Brexit leader Nigel Farage has reported he and a friend saved two illegal migrants from drowning in rough waters in the English Channel.
The veteran campaigner has in recent months switched his focus from Brexit to exposing the ongoing crisis in the English Channel, and in particular the way the French authorities have often escorted migrant boats into British waters instead of intercepting and turning them back, but on Sunday he had put to sea to go fishing.
“We arrive, gotta say the forecast was wrong. It wasn’t sunny, it was really overcast. The wind was much stronger than we’d expected and the sea was a lot rougher, be we thought, ‘the hell with it, let’s go’,” he told followers on his YouTube channel.
“About five miles out into the English Channel, ten past eight this morning, we see, in the distance, a small orange boat bobbing around. I found it hard to believe that anybody else was out there, let alone a small boat, but we made our way over to it, and it was an inflatable kayak,” he said, showing some footage of the two men, who had reportedly been at sea for some 18 hours.
“One of them was not in a good state at all. We came alongside and said to them ‘We’ve just called the coast guard, help will be coming,’ he continued — but then, with the water “becoming more choppy”, disaster struck, with the boat overturning.
“One of them had a life jacket on, the other didn’t — he went straight down under the water,” Farage recalled — but, thankfully, he came back up afterwards, and the pair were “able to grab on to each end of the upturned kayak”.
Farage and his friend struggled to try and haul one of the migrants on to their boat, “hoping he’d use his legs to help force himself up — he did not have the strength.”
Instead, they turned the kayak back over and helped him back into it, wearing a ring, followed by his companion, and tied it up.
“They were saved, but they were very wet, obviously, very, very cold. We gave them a couple of cups of hot coffee with sugar, which seemed to improve their mood a bit — then Border Force turn up,” said Farage, his own mood turning.
“You know, this Border Force that we spend so much money for — and Border Force’s instructions were for us to take the two onto our boat, and they would then collect them direct from us,” he continued.
“So we said, ‘Look, if we try and get one of these guys out and over the gunnels, number one we’ve tried already, it’s very, very difficult, he’s not in a good state, and number two, as soon as we do that, the other bloke it going to get tipped straight back into the water.'”

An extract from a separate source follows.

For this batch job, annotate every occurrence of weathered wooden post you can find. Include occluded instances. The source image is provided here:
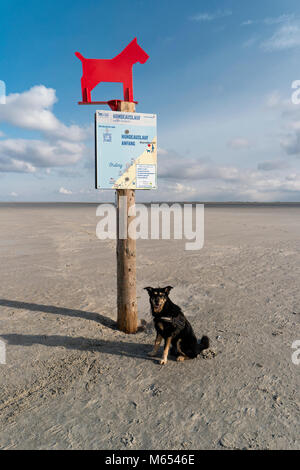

This resulted in a “stand-off” with the border agency, Farage said, adding that he was “hugely unimpressed with their professionalism in that situation.”
Luckily a lifeboat from the Royal National Lifeboat Institution was ultimately able to take them aboard — after “about an hour”.
“This, today, I mean, the weather today was dreadful. They’d given up rowing, they were five miles out in the English Channel. Apart from us there wasn’t a single other boat in the area,” Farage said gravely.
“There is no question they wouldn’t have survived. Even if they hadn’t tipped out, one of them, I would have thought, within an hour or two, would’ve been dead of hypothermia, and probably not much longer for the other guy.
“And bear in mind, all of this is taking place in a week when we’ve given the French government another £28 million — yes, another £28 million — to stop the boats from coming,” he added.
“We need to send signals, otherwise what I saw today will, over the course of these winter months, lead to a series of tragedies, and possibly one or two big ones,” he predicted.
“This was a kayak with two people, but as we know there are boats coming with many [more]; twenties, thirties, forties, even fifties have been seen crossing the Channel this year, he said.
Farage said that at the end of the Brexit transition the Home Secretary, Priti Patel, must say that “that anyone that comes by this route will not be allowed to stay; that’s what the Australians did, [and] if we don’t do it we’re going to see tragedy,” he said.
“I very nearly saw tragedy in the English Channel today. I have to say, it was a pretty frightening thing to see, and I repeat, had it not been slack tide they’d have been gone, and there’s nothing we could have done,” he warned.
“Priti Patel, you’ve told us again, and again, again that you will stop this trade. If you don’t make sure that from January 1st we have different rules that allow us to return people straight to France that come here illegally, then not only will another 10,000 or so come next year, but there will be tragedies in the Channel, so something needs to happen, and fast.”